With respect to material limitations, this form of conflict arises when a lawyer’s obligations to anyone (including himself) precludes him from competently representing a client.  The basic test is:  imagine what a lawyer without the “obligation” would do; and then ask whether the obligation the allegedly conflicted lawyer had would result in a material limitation.  Simple example:  if a lawyer represents a car wreck plaintiff, the lawyer generally cannot cross-examine that plaintiff even in an unrelated matter if it doing so would involve, say, exposing eyesight problems that could be used against the plaintiff in the car wreck. The court in Maling contrasted the allegations in the complaint to situations where firms have shaved claims for one client to avoid another client’s patent.  There was nothing like that here, and nothing like what the court suggested might otherwise be a material limitation.

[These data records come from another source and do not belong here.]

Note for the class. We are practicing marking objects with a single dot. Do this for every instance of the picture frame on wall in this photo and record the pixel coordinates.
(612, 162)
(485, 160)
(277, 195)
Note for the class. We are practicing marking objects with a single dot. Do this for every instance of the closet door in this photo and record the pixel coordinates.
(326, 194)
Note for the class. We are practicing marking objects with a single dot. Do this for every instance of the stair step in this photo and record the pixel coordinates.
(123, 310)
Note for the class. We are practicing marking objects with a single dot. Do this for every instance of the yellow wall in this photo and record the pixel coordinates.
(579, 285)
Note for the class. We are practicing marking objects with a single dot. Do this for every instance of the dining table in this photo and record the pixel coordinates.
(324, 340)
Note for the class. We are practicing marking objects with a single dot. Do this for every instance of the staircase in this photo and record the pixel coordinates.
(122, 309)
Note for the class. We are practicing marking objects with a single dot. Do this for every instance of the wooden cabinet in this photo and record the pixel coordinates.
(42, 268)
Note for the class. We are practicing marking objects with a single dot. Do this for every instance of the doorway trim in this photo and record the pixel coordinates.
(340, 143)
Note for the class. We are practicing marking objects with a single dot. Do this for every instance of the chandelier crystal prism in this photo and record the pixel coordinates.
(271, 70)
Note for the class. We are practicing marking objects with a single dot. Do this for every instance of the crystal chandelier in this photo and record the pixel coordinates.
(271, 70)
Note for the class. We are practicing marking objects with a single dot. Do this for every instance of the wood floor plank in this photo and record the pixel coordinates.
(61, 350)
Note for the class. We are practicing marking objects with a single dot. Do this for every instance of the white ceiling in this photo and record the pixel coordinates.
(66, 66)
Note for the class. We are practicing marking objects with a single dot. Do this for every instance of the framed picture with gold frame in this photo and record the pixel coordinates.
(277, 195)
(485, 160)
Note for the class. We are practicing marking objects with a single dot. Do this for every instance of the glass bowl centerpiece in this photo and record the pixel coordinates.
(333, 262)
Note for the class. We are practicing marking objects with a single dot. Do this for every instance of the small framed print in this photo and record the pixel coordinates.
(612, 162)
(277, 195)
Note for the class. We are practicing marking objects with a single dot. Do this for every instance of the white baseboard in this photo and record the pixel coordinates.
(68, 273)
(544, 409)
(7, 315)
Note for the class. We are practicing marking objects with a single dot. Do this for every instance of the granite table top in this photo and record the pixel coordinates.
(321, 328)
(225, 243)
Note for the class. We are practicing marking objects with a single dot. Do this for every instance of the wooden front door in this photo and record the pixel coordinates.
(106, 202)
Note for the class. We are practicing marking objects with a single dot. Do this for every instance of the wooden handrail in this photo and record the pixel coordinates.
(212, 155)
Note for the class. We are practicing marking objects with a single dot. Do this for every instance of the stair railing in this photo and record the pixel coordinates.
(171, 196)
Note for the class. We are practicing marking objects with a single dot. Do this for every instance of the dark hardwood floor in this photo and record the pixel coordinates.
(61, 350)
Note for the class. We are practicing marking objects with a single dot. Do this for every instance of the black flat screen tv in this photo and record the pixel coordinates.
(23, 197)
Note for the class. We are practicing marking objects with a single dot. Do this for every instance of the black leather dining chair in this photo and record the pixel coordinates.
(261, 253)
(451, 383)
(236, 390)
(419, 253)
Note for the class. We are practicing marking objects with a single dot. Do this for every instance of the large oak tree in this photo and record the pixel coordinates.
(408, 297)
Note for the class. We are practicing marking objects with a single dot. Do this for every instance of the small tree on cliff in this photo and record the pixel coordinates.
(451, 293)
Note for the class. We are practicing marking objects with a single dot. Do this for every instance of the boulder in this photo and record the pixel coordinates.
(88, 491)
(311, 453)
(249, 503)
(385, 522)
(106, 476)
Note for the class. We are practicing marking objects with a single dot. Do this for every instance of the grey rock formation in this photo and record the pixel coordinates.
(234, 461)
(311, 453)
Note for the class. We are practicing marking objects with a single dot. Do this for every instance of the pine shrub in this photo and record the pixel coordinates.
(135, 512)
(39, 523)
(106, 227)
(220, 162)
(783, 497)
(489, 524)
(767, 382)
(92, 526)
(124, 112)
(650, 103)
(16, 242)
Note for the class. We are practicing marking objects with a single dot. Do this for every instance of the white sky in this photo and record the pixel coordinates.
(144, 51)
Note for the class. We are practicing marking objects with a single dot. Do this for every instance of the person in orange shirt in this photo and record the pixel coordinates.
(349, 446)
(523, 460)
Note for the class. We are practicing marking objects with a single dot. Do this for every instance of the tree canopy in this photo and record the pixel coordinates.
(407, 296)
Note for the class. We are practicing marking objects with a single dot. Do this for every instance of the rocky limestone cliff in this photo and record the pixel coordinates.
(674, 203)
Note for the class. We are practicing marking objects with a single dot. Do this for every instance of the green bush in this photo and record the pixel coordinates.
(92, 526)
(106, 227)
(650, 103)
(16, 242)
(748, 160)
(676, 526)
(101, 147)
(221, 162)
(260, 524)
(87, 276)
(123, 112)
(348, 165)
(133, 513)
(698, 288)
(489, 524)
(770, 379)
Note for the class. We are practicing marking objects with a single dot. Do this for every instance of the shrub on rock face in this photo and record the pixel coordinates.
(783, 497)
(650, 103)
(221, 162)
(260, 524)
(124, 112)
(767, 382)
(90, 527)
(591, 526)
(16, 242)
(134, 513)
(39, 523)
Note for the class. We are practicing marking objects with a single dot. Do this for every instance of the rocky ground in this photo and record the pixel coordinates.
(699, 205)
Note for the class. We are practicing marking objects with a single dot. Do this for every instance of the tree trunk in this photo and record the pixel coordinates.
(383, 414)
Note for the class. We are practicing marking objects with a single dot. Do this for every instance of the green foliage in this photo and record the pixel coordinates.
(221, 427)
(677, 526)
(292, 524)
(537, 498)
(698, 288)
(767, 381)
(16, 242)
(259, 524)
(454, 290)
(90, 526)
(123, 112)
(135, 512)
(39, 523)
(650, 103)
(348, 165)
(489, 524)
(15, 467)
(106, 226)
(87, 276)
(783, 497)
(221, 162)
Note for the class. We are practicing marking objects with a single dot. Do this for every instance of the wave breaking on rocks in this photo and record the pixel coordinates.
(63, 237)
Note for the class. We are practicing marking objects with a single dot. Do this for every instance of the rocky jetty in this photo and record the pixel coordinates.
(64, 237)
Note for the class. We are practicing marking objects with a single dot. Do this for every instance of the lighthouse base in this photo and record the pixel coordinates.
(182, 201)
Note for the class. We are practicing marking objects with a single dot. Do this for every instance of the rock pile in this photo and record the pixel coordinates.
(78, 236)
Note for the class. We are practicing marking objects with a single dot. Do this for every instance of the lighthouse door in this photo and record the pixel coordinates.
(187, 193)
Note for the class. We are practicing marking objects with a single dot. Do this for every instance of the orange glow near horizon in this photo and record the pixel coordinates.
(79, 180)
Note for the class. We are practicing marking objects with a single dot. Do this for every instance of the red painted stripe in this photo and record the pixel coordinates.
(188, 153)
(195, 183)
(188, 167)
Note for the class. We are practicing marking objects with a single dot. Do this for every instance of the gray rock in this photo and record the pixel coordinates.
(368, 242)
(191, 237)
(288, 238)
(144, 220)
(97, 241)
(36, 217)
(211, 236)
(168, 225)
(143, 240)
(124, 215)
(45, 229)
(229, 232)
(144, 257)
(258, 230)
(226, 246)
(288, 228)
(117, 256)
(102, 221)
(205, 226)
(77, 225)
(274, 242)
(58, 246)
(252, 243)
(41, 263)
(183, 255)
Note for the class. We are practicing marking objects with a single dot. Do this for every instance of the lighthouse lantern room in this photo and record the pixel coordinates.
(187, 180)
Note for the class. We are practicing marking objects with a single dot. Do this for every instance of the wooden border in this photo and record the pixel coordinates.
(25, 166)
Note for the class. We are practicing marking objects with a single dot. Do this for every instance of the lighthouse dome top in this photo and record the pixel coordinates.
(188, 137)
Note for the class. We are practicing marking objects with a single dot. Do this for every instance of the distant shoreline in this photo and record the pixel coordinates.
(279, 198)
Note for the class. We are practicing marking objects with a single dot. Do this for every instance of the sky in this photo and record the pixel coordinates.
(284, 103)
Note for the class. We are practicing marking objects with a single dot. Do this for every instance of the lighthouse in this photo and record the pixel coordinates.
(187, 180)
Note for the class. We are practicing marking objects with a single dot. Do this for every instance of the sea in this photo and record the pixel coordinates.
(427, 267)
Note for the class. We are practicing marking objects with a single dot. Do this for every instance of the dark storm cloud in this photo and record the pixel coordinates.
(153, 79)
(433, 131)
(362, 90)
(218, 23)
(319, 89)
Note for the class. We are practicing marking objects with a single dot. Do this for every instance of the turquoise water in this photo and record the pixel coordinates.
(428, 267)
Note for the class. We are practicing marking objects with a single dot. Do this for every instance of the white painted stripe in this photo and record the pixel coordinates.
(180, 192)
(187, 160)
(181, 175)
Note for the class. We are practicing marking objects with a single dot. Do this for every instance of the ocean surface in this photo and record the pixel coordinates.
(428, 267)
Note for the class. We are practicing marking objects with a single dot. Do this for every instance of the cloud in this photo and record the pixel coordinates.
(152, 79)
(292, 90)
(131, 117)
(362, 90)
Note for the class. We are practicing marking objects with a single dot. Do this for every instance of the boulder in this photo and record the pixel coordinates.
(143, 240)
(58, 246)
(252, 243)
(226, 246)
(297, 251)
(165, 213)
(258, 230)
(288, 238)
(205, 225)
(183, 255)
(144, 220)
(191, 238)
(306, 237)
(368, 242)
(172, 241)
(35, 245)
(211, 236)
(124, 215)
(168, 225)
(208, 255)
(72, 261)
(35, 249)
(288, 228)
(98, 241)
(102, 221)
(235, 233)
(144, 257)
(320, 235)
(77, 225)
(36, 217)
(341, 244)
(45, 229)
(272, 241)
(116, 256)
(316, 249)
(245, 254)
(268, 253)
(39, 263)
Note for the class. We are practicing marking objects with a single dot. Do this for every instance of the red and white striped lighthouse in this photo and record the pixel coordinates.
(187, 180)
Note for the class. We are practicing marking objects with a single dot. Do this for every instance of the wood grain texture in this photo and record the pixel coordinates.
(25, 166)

The court ended with admonitions to lawyers to be sure to monitor for conflicts carefully.  I’ll end by noting that this is not the first, or last, word on this topic.

“Be careful out there,” as they said in Hill Street Blues.

 

4 thoughts on “The Maling Decision from Massachusetts on Subject Matter Conflicts

  1. The problem with hypos and “black letter rules” applied broadly is, as you know and as the hypo suggests, the dynamic nature of prosecution.

    But the flip side is that: if you take into account downstream possibilities then any two companies are “adverse.” If Google gets a patent, then Domino’s Pizza won’t be able to.

  2. David, you write:

    “The court in Maling contrasted the allegations in the complaint to situations where firms have shaved claims for one client to avoid another client’s patent. There was nothing like that here, ,,,,”

    in which what interests me is “nothing like that here” and also how far one can stretch the notion of “shaving”.

    Suppose my firm has two unrelated clients A and B who both design eyewear. Each comes up, independently, with improved lens mount architecture. My partner in the firm, AA, drafts the patent application for Client A and my partner colleague BB writes claims for Client B.

    Each partner writes (in ignorance of the other’s work) . Each writes a set of claims in which the independent claim is wide enough to read on to both the A and the B prototype. Each awaits approval of the draft, from his respective client, to enable my firm to file at the USPTO. Any conflict yet? You bet! It will be vital to the extent of legal rights of A and B which of A and B files first.

    In prosecution at the USPTO, however, prior art is revealed, that renders such wide claims unpatentable. Both AA and BB have to narrow down, to avoid the art. It just so happens though, that the claims issued to A do not read on to B’s prototype, and that the claims issued to B do not read on to A’s prototype. So, no “shaving” then? And never any “conflict” then? OK?

    Nevertheless, A feels cheated, that he cannot sue B. And B also feels cheated, that he cannot sue A. Does either A or B have any remedy against the firm?

    1. Max,

      No. On page 20: “Maling’s complaint does not contain any allegations as to the services or scope of representation agreed upon by Maling and Finnegan other than that Finnegan “agreed to file and prosecute a patent for Maling’s inventions.” Nor is it adequately alleged that Finnegan should have reasonably anticipated that Maling would need a legal opinion that would create a conflict of interest. There are simply too few facts from which to infer that Finnegan reasonably should have foreseen the potential conflict in the first place.”

      In your hypothetical, Clients A & B can sue each other, but they will need to hire new law firms even thought, probably, they assumed the firm would take care of them and so are irritated. Finnegan got off but the facts could have turned out differently. (Unlike your hypo, different offices were involved and I think this helped them even though it is the same firm.) I think you are suggesting that possible conflicts should be avoided from the very beginning and agree.

      1. Thanks. You read my thoughts. But I did not write that AA and BB are sitting in the same office building. Indeed I had different buildings in mind. If different buildings did indeed help FH, it ought not to have done.